Delightful donuts in Chicago

Purely homemade mushroom lasagna in Ann Arbor
In Cincinnati, I enjoyed a tamale with fresh corn and tomato salsa-corn and tomatoes are "new world" crops--and so here too, food is an indication of the richness of the land and indigenous cultures, that while co-opted and often suppressed, still have hugely influenced "American" immigrants' diets--and diets around the world because of exchange and travel.
A delicious summer tamale at Senate in Cincinnati
More recent than the European immigrants of the sixteenth- through nineteenth centuries are immigrants from Ethiopia, Thailand, Vietnam, Cambodia, Laos, Eritrea, Sudan, Somalia--the list goes on. I enjoyed Ethiopian and Thai food in D.C., and Philly too. Access to such a variety of food is largely taken for granted in these urban areas! Yet its availability is a result of our rich cultural diversity and relies upon the many different peoples who make up this nation, and broaden and enrich all of us even more.

Spicy and healthy Ethiopian food in D.C.

These reflections on trails and food speak to community and the importance of coming together and sharing the variety of qualities and ideas that fill our hearts and minds and enable each of us to "pay it forward" in turn. My trip ended with the half-marathon in Boston. I ran the Heartbreak Hill half because I wanted to run part of the Boston marathon course. I was deeply affected by the bombings at the marathon in April, 2013. I used to work in Watertown and many of my friends and family have run Boston. During the national anthem before the race, I actually got a little misty-eyed. This is not like me at all. Then, and as I climbed that last uphill before the finish, I thought of the tragedy a year earlier. Really, I thought of how resilient runners--and people generally--are.** The runners at this race were so very nice. I felt more community here than I have at events much smaller. It was as though, unspoken, we all were bonded by our awareness of the emotional and physical pain of the past that had been inflicted on some by others who had somehow lost hope, or felt disenfranchised. There was hometown pride from those running who hailed from surrounding communities, like Shalane Flanagan from Marblehead, and there was national and international pride as well. South Koreans waved flags, and I heard Spanish cheers on the course too. It is truly awesome that Meb Keflezighi won the Boston marathon in 2014-- an immigrant from Eritrea, he draped himself in an American flag at the finish. We all meld and blend and enjoy life in the throng of people together, running, cheering, encouraging, supporting. This throng, this strength in community, in our differences as well as our shared will to help each other--with food, hospitality, encouragement up a hill--this is why I feel so proud.

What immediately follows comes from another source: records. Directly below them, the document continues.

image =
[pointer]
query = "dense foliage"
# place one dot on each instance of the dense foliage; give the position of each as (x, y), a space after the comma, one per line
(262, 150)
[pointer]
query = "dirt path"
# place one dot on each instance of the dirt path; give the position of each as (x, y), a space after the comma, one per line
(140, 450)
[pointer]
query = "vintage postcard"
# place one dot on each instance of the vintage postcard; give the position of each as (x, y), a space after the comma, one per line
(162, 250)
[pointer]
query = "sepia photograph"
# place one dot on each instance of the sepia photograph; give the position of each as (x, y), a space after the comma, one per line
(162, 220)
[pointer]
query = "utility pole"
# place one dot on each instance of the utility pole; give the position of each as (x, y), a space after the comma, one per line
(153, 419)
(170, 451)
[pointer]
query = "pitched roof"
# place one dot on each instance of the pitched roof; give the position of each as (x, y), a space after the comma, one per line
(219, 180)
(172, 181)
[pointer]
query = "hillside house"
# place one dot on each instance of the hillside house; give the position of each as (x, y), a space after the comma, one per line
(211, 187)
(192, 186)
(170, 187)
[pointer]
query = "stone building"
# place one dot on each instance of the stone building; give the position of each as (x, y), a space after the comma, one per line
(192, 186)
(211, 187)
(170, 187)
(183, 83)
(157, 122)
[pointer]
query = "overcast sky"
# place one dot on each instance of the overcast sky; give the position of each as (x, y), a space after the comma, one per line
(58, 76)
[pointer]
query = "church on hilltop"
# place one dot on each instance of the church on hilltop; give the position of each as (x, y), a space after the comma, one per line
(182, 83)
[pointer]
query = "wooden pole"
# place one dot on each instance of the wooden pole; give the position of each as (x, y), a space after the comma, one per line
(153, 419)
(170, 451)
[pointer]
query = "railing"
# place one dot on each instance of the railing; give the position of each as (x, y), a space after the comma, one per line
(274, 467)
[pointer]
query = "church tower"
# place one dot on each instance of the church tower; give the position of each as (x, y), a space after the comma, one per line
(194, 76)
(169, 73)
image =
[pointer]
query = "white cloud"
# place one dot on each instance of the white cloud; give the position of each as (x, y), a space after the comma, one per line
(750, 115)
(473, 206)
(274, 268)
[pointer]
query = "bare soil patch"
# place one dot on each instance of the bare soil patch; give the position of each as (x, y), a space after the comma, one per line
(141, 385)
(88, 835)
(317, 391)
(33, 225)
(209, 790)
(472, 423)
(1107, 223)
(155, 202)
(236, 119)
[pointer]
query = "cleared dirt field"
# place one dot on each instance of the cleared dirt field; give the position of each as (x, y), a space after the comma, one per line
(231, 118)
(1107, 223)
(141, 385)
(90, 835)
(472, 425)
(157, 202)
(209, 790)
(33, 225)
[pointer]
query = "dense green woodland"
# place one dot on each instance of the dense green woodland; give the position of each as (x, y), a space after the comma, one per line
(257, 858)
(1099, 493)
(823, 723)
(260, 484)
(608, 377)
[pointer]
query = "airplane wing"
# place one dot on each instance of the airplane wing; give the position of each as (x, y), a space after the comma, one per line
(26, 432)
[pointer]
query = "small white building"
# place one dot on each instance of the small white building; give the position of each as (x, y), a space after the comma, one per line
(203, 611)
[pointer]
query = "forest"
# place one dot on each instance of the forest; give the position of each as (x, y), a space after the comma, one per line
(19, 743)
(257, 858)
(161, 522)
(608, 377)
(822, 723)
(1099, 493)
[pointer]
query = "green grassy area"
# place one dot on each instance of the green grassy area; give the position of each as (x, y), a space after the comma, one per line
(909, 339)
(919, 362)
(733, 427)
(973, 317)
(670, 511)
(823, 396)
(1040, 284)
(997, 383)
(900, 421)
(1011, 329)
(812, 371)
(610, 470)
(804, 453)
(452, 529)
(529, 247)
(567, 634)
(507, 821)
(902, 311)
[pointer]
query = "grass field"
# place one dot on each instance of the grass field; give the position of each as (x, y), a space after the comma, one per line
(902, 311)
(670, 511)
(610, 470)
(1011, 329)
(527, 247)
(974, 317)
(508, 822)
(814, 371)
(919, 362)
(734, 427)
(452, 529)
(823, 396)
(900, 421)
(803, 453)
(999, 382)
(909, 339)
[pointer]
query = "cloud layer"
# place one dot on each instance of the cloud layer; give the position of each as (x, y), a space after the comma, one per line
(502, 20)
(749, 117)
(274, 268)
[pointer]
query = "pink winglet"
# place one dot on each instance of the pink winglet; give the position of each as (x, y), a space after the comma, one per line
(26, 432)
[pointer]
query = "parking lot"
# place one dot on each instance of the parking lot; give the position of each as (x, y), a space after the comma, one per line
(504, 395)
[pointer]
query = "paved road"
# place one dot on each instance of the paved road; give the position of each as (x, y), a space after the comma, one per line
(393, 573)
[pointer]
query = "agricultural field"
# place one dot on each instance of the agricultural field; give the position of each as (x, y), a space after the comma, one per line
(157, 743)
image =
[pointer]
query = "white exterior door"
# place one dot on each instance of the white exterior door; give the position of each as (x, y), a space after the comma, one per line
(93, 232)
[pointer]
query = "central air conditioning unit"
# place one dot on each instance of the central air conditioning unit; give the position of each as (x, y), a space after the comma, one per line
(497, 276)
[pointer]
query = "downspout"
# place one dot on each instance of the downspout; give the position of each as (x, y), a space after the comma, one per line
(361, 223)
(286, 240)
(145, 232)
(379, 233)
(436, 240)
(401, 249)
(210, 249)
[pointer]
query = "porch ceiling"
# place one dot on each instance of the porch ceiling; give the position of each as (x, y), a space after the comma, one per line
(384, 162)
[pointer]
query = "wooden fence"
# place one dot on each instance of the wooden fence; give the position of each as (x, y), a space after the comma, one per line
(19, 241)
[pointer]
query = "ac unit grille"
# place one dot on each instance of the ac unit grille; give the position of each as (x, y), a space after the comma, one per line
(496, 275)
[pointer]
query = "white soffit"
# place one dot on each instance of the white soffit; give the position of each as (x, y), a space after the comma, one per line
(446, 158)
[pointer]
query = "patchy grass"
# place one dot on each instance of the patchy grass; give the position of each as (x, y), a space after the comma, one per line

What can a road trip do? It reminded me of how interconnected and interwoven my identity is with every other person's, and that all of us are part of each other. We all know it--the major religions theoretically mandate it-- we must care for, respect, and love each other as we would care for and love ourselves.
Meb Keflezighi after winning the Boston Marathon, 2014


*That's not to say one should trot out American Exceptionalism in self-righteous explanations for unequal, unfair, exploitative, or bullying policies and practices around the globe.